Surviving the Pierina mine

The Pierina gold mine is located in the Andean Cordillera in the Department of Ancash, Jangas district, in north-central Peru, at an altitude of 4100 m. On September 19, 2012, about a hundred protesters from the nearby Marinayoc Community gathered at the mine´s main gate to demand the provision of clean water, as the massive open pit and infrastructure built by the Toronto based company destroyed the mountain and its water sources. The police fired gas booms and, as they dispersed down the hill, attacked the protestors with shotguns. Nemesio Poma (55) was wounded and taken into the mine medical post were he later bled to death. Alejandro Rosales (45) was wounded in his back by bullet splinters; he was then taken to a clinic in Huaraz where, after three operations, the doctors managed to save his life.

Marinayoc is a wonderful place that has provided for the needs of the Quechua indigenous people that have lived there for generations. Now the water cycle of which they depended on has been disrupted by the mine. Acknowledging this, Barrick offered to treat the water before it is released from the mine to the community. But as a mine official recognized “the community does not want to use water that comes from the mine, even though it’s treated and certified”. A truck provided by Barrick, as part of their CSR program, carries water every day from a secure source up to the community. But how long will this last?

Governments want more

Another challenge for Barrick is that sustained growth in gold prices made governments demand a bigger share of the profits. In the Dominican Republic, the recently elected government is calling for changes in the contract governing Barrick’s newest operating mine, Pueblo Viejo (co-owned with GoldCorp) in the central province of Sánchez Ramírez. On April 13, hundreds of residents protested at the headquarters of Barrick’s subsidiary, Pueblo Viejo Dominicana Corporation, denouncing that the mine had hurt agriculture in the region.
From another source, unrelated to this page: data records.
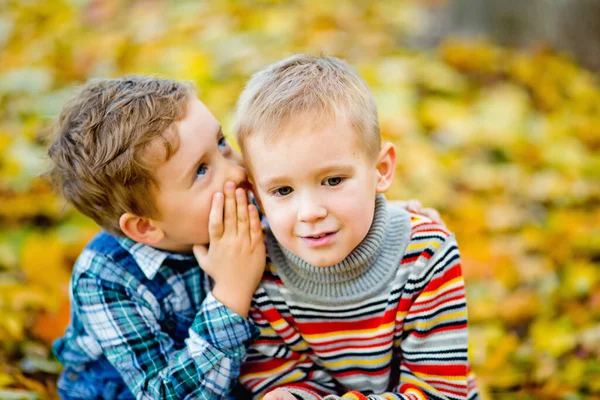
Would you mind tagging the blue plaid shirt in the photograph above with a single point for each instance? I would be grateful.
(150, 315)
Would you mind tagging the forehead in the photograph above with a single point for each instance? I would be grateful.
(188, 139)
(301, 148)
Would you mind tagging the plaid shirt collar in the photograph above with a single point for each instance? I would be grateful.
(149, 258)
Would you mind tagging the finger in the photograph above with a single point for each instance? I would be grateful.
(256, 234)
(242, 212)
(230, 221)
(201, 254)
(215, 218)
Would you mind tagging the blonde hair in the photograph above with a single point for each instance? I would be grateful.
(318, 88)
(103, 155)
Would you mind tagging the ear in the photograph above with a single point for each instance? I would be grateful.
(141, 229)
(386, 167)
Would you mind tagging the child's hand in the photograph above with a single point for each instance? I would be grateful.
(235, 258)
(279, 395)
(416, 207)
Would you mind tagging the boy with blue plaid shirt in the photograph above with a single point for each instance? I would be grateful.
(156, 313)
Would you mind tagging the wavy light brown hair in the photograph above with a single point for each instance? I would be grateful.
(104, 153)
(305, 89)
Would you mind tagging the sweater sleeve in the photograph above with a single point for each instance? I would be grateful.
(277, 360)
(431, 340)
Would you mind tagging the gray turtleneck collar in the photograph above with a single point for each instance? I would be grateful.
(362, 274)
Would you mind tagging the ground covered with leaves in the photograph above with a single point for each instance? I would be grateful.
(504, 142)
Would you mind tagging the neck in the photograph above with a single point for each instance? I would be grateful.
(368, 268)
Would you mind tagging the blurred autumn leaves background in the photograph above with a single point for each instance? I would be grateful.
(503, 141)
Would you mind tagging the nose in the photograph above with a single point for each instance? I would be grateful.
(310, 209)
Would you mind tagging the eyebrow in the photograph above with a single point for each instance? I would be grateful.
(192, 171)
(337, 168)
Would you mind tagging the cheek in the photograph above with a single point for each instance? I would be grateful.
(281, 219)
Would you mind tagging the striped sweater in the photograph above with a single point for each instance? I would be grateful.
(389, 322)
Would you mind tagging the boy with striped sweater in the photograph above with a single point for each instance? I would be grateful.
(360, 299)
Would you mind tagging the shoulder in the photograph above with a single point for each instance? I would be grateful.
(429, 244)
(98, 263)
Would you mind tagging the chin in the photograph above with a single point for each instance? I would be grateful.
(322, 262)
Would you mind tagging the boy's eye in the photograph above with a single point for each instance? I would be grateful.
(333, 181)
(222, 143)
(283, 191)
(202, 170)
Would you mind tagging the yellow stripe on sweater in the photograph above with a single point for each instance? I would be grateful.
(427, 295)
(358, 361)
(348, 334)
(423, 245)
(436, 321)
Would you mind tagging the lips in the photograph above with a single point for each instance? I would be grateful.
(319, 239)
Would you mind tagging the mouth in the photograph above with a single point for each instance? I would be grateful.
(319, 239)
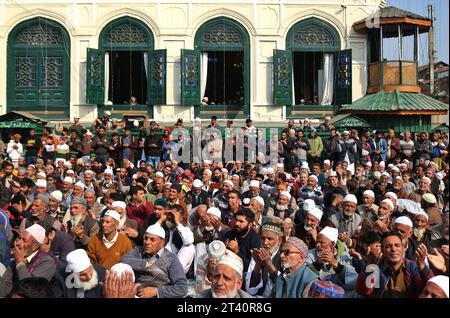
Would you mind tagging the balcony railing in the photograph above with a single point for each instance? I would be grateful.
(393, 75)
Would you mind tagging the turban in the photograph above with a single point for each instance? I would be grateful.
(78, 260)
(331, 233)
(113, 214)
(37, 232)
(232, 260)
(119, 204)
(156, 229)
(404, 220)
(298, 244)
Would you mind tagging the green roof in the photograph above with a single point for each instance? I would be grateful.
(394, 101)
(349, 120)
(393, 12)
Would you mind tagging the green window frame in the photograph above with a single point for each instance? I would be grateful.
(128, 34)
(38, 69)
(218, 34)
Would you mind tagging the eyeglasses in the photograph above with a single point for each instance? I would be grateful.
(287, 252)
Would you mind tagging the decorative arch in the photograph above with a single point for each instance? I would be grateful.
(313, 34)
(38, 68)
(226, 34)
(134, 14)
(222, 33)
(43, 14)
(126, 32)
(243, 21)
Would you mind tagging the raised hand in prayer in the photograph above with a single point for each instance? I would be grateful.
(19, 251)
(327, 256)
(232, 245)
(119, 287)
(129, 232)
(147, 292)
(421, 255)
(438, 261)
(445, 250)
(215, 222)
(355, 254)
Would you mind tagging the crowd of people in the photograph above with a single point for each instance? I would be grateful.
(100, 212)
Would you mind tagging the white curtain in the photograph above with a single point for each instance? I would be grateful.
(203, 72)
(293, 87)
(146, 63)
(328, 79)
(106, 76)
(320, 84)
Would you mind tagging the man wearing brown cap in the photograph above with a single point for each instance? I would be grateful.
(265, 265)
(296, 278)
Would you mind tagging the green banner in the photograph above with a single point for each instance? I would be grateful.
(18, 124)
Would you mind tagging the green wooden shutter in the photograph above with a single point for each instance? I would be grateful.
(282, 77)
(343, 80)
(157, 77)
(190, 77)
(95, 82)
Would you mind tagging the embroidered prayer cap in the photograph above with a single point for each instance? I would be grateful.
(391, 195)
(57, 195)
(119, 204)
(309, 204)
(78, 200)
(161, 202)
(388, 202)
(37, 232)
(114, 214)
(260, 200)
(214, 211)
(286, 194)
(331, 233)
(121, 268)
(298, 244)
(41, 183)
(78, 260)
(197, 183)
(272, 227)
(156, 229)
(232, 260)
(351, 198)
(441, 281)
(316, 212)
(369, 193)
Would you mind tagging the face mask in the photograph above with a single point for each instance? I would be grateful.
(171, 225)
(419, 233)
(282, 206)
(122, 223)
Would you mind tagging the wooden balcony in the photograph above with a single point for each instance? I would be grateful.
(393, 75)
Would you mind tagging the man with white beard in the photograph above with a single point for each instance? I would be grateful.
(127, 226)
(81, 227)
(265, 265)
(296, 278)
(227, 278)
(368, 208)
(80, 279)
(180, 239)
(347, 221)
(311, 191)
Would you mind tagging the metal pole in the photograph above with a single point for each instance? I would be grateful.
(431, 49)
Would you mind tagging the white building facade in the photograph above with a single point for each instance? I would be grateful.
(264, 59)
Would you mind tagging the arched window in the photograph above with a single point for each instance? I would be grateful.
(218, 68)
(124, 66)
(39, 69)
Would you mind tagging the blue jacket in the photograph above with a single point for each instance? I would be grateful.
(383, 148)
(415, 280)
(295, 282)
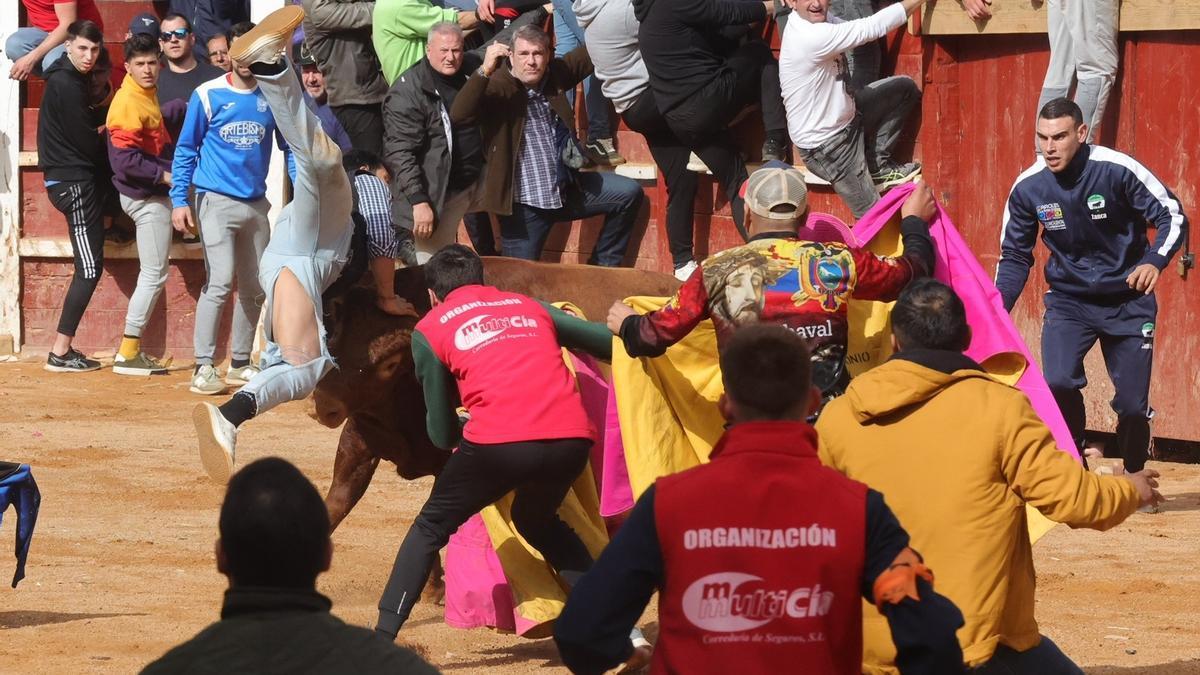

In Pakistan, local authorities in the province of Balochistan rejected the gold and copper Reko Diq project located at a remote site in the dry hills near the Afghan-Pakistan border. This year, the country’s top court declared invalid the lease held by Barrick and its Chilean partner, Antofagasta Minerals.

What’s next?

Gold rallied from US$250 an ounce in 1999 to an all-time high of US$1921 an ounce in September 2011. For many investors and for the general public, the “golden decade” created the illusion that the metal would keep rising forever. Maybe it is just that, as one commentator suggested, “Things are looking up for the economy and, as a result, down for gold“.

Over the past ten years, Barrick Gold´s human rights and environmental abuses had been masked by the constantly rising gold prices and the camouflage of CSR discourses. While the gold bonanza may be ending, as the glittering metal enters a stage of high volatility, the future of the communities living near Barrick operations seems more uncertain than ever.